On dispose aussi d’éléments scientifiques pour évoquer les conséquences cérébrales du traumatisme sur les victimes d’un attentat. La plupart ne font pas d’amnésie. Au contraire, on observe majoritairement des cas d’hypermnésie. Nous avons pu le constater dans le suivi d’une importante cohorte de personnes confrontées aux attentats du 13 novembre 2015.

Les éléments liés à l’évènement traumatique vont réapparaître de façon intempestive à la conscience de la personne sous forme d’images, de bruits, d’odeurs. Ils sont omniprésents bien que les victimes n’aient pas forcément une mémoire parfaite de ce qui s’est passé. Toutefois, le fait que la mémorisation soit moins bonne ne veut pas dire que la personne ait oublié. Ce n’est pas de l’amnésie au sens strict.

« Dans l’amnésie fonctionnelle, les personnes touchées ne savent plus qui elles sont »

On peut pourtant perdre des pans entiers de sa vie à la suite d’un stress ?

F. E. : C’est autre chose. On parle alors d’amnésie fonctionnelle, appelée aussi amnésie d’identité. Les personnes touchées ne savent plus qui elles sont. Elles peuvent oublier des années de leur vie, les codes sociaux, les gestes simples comme celui de lacer leurs chaussures… Le cerveau dysfonctionne mais on explique difficilement pourquoi. L’évènement traumatique à l’origine n’est pas forcément majeur. Il survient généralement chez une personne fragilisée, aux prises avec des difficultés de l’existence.

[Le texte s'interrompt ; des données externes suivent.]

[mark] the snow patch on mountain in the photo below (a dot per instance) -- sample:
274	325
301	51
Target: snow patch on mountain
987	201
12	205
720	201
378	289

On voit peu de stigmates physiologiques lorsque l’on effectue une IRM anatomique. Il n’y a rien d’anormal au niveau cérébral ou cela reste très marginal comparé à l’intensité de l’amnésie. C’est une amnésie dite rétrograde. Les évènements du passé ne sont plus disponibles. Tandis que dans une amnésie organique, dite antérograde, consécutive à des lésions du cerveau, la personne concernée n’a plus la capacité d’apprendre ce qui est nouveau.

« La personne abusée sexuellement va mettre à distance cette partie de son vécu pour se protéger et avancer »

Certaines victimes d’agressions sexuelles font part d’une amnésie partielle ou totale de leurs souvenirs. Qu’en est-il ? 

F. E. : Ce que l’on sait, c’est qu’il faut distinguer un l’événement ponctuel d’une situation qui s’inscrit dans la durée. On parle du premier cas de figure lors d’un attentat, d’une catastrophe naturelle, d’un accident de train qui survient brutalement… On est alors face à un dysfonctionnement de la mémoire sur le moment. Il y a une telle émotion que cela entraîne une mémorisation extrême de certains éléments sensoriels et une mauvaise mémorisation du contexte général de la scène.

Une personne abusée sexuellement pendant des années va refouler ces informations afin de continuer à vivre, à se construire. Elle va mettre à distance, pour se protéger, cette partie de son vécu, ne pas l’intégrer à son histoire pour construire une identité acceptable pour elle et pour autrui. Ce mécanisme permet à la personne de se défendre de façon plus ou moins délibérée.

Est-ce inconsciemment ou consciemment ? C’est difficile à dire car les situations traumatiques, la façon dont elles sont gérées, diffèrent d’un individu à un autre. Cependant, il ne faut pas minimiser ces situations, ni les caricaturer. Bien au contraire. Il faut saluer le courage, le combat des personnes qui parlent de leurs agressions, le fait que la parole se libère. Cela fait avancer notre société en remettant en question.

*L’amnésie se définit comme la diminution ou la perte de la mémoire.